Pour la Banque, ces chiffres illustrent l’un des principaux défis du pays : transformer une croissance largement tirée par les ressources extractives en une croissance plus inclusive, capable de générer davantage d’emplois, de réduire les inégalités et d’améliorer durablement les conditions de vie des populations.
La dette publique demeure la principale source de préoccupation
Si les perspectives de croissance restent solides, la BAD attire particulièrement l’attention sur la situation des finances publiques.
Les besoins de financement du Sénégal sont évalués à 6 075 milliards de francs CFA en 2026, soit 26,2 % du PIB. Plus préoccupant encore, près des trois quarts de ces ressources devraient servir au remboursement de la dette publique.
La Banque rappelle également que le ratio dette publique/PIB atteignait 132 % à la fin de l’année 2024, mettant en évidence le poids croissant du service de la dette sur les finances de l’État et les marges de manœuvre budgétaires.
Les recommandations de la Banque africaine de développement
Afin de consolider les acquis et de préserver la soutenabilité des finances publiques, la BAD recommande au Sénégal de renforcer la mobilisation des recettes fiscales, de poursuivre les réformes destinées à améliorer l’efficacité de la dépense publique et de diversifier les sources de financement.

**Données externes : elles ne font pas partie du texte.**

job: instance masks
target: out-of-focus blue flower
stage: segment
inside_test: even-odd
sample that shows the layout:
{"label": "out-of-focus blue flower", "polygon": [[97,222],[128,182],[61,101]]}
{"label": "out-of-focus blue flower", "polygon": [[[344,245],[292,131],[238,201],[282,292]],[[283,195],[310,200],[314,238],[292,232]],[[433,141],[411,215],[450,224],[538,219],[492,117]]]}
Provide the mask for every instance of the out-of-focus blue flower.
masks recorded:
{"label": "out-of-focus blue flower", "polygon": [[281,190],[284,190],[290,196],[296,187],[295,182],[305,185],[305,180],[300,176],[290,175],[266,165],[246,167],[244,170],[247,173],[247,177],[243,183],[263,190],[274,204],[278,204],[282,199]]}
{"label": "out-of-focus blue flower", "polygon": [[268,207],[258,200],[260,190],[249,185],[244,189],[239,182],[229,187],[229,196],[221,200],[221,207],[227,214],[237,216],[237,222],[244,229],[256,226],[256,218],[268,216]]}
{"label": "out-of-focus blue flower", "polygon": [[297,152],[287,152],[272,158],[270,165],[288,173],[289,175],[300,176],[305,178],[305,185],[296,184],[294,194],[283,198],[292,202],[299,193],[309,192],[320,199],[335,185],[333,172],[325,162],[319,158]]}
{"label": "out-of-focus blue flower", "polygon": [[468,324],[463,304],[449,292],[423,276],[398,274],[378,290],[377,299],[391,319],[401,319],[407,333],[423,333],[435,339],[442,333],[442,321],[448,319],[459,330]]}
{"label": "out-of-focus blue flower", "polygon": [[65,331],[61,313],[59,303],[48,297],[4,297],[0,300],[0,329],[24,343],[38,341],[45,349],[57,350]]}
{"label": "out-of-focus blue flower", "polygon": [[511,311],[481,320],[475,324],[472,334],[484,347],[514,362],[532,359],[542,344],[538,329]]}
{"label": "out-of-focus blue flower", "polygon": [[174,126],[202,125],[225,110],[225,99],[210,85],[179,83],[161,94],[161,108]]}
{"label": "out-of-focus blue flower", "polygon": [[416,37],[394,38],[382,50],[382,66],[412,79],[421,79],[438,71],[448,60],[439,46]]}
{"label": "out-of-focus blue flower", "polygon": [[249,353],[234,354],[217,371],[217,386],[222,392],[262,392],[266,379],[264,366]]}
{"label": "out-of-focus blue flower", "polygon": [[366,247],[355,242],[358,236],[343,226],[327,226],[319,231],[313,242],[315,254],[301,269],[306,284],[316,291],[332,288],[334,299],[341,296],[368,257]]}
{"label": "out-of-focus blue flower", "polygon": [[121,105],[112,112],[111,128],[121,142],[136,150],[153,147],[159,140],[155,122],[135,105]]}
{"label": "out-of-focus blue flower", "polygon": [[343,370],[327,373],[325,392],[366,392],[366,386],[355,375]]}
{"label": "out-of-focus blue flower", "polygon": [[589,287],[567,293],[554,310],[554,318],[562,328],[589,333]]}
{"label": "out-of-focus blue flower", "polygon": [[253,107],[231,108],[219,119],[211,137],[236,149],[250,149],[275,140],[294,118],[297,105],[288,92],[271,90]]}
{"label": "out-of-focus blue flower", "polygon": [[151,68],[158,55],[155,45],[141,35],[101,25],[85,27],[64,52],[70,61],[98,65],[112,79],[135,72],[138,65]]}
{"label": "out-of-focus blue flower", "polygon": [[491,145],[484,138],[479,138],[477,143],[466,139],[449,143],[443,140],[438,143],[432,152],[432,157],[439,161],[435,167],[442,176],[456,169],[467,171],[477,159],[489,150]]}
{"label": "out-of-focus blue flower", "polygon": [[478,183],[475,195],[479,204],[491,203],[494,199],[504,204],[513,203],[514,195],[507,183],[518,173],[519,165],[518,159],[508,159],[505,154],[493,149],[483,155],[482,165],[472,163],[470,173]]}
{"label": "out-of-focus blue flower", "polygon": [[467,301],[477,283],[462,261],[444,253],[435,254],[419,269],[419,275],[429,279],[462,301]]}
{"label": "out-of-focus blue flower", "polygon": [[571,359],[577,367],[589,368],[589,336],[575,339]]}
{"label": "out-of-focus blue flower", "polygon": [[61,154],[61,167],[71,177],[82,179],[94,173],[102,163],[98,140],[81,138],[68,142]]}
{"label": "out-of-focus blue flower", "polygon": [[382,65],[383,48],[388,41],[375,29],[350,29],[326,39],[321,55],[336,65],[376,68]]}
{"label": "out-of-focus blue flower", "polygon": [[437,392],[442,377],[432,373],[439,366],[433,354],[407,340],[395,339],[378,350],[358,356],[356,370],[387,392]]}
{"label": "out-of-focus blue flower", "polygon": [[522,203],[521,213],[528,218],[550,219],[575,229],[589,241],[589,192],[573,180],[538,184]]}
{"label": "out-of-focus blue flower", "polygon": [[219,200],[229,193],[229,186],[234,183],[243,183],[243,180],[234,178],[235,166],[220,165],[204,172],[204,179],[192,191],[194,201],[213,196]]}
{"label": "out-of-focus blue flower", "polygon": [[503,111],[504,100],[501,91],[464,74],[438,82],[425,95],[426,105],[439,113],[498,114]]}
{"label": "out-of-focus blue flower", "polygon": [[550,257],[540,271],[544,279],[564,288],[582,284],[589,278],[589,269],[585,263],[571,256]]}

L’institution encourage notamment un recours accru aux financements privés, aux financements verts ainsi qu’aux mécanismes innovants de mobilisation des ressources. Elle invite également les autorités à développer davantage les émissions d’obligations destinées à la diaspora sénégalaise.
La BAD souligne par ailleurs les bonnes performances du Sénégal sur le marché financier régional de l’UEMOA, où le pays s’est hissé au deuxième rang des émetteurs en 2025, avec plus de 2 224 milliards de francs CFA mobilisés.
Enfin, l’institution estime que la réussite de l’Agenda national de transformation « Sénégal 2050 » reposera autant sur la poursuite des réformes économiques que sur le renforcement de la transparence, de la gouvernance publique, de la discipline budgétaire et de la gestion rigoureuse des ressources issues des hydrocarbures.
Pour la Banque africaine de développement, ces conditions demeurent essentielles afin de maintenir la confiance des investisseurs, de garantir la soutenabilité des finances publiques et d’inscrire durablement le Sénégal sur une trajectoire de croissance forte, résiliente et véritablement inclusive.